Correlation between fat mass or lean mass and gestational age or growth
parameters are reported in Table 3
. For the 18 AGA IDM, fat mass was
significantly correlated with birth weight and birth length, but not
with gestational age, whereas fat mass in control AGA infants is known
to be correlated with all of these parameters (r = 0.91, 0.66, and
0.66, respectively) (15).
The mean fat z-score/W ± SD was positive (2.6 ± 1.3) and significantly different from zero (P < 0.0001). The fat z-score/W was not significantly influenced by in utero growth (2.6 ± 1.4 for AGA vs. 2.6 ± 1.2 for LGA; P = 0.786).

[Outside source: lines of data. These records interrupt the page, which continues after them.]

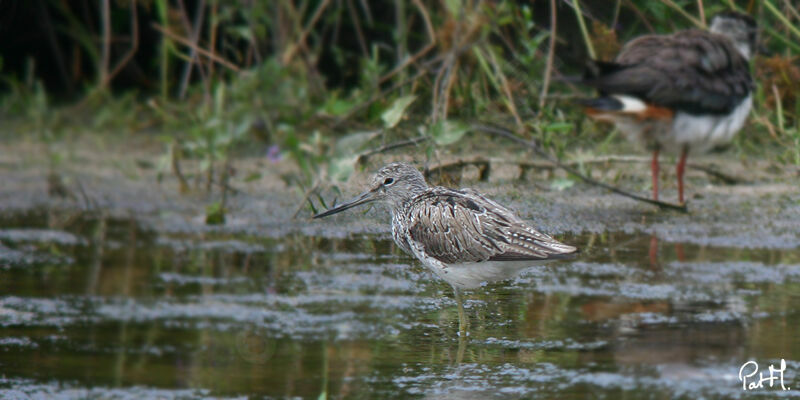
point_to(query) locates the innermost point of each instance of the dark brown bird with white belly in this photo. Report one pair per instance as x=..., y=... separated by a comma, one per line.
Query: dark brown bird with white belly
x=690, y=91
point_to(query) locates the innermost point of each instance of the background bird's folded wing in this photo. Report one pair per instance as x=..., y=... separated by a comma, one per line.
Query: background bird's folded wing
x=464, y=226
x=692, y=71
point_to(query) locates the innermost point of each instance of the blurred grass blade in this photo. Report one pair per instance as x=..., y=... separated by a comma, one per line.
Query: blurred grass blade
x=395, y=112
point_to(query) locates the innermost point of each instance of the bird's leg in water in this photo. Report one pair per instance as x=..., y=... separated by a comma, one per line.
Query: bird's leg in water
x=463, y=323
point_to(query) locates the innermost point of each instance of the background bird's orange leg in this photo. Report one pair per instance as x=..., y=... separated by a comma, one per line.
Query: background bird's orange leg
x=654, y=171
x=679, y=171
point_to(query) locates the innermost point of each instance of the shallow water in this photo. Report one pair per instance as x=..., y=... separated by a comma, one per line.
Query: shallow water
x=95, y=307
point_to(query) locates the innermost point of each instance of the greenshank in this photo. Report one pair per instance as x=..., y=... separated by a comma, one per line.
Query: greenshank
x=462, y=236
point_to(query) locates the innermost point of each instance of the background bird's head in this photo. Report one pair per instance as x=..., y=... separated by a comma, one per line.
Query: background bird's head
x=740, y=28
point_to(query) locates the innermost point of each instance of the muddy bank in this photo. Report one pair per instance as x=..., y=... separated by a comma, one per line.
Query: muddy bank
x=122, y=179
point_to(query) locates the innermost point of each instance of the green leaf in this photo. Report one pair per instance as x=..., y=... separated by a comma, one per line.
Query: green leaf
x=448, y=132
x=352, y=143
x=561, y=184
x=558, y=127
x=341, y=168
x=395, y=112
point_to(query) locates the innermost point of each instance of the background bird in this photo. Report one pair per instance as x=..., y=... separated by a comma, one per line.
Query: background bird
x=462, y=236
x=686, y=92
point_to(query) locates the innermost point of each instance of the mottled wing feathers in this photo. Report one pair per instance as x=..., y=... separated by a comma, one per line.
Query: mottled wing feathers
x=463, y=226
x=693, y=71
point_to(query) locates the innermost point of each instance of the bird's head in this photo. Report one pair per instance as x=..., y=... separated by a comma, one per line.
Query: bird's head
x=740, y=28
x=395, y=183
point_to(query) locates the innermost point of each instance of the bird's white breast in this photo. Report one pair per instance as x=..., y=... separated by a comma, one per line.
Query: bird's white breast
x=700, y=132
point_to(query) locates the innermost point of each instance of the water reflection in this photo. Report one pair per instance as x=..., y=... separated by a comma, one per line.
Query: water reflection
x=103, y=307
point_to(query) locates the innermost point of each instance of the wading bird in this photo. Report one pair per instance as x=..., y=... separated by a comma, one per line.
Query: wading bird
x=690, y=91
x=462, y=236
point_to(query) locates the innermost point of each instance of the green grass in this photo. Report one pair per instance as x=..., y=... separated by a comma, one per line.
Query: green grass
x=327, y=81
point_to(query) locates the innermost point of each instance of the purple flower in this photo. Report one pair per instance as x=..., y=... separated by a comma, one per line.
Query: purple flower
x=274, y=153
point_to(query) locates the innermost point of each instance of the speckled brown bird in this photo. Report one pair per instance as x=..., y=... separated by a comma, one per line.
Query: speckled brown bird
x=690, y=91
x=461, y=235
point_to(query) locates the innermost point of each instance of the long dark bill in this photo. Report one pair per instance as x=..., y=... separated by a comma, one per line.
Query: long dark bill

The mean lean z-score/W ± SD was negative (-1.4 ± 2.1) and significantly different from zero (P < 0.0001). The lean z-score/W was significantly influenced by in utero growth (-0.5 ± 0.8 for AGA vs. -2.1 ± 2.5 for LGA; P = 0.0375).
Influence of the type of diabetes of the mothers on the body composition of their infants
No significant differences in gestational age, birth weight, or
birth length existed among the four groups of Whites classification
(Table 4
). The results of body
composition assessed by DXA showed no significant influence of Whites
classification on WbBMC, fat mass, or lean mass expressed as absolute
values (Table 4
) or expressed as z-scores (Table 5
).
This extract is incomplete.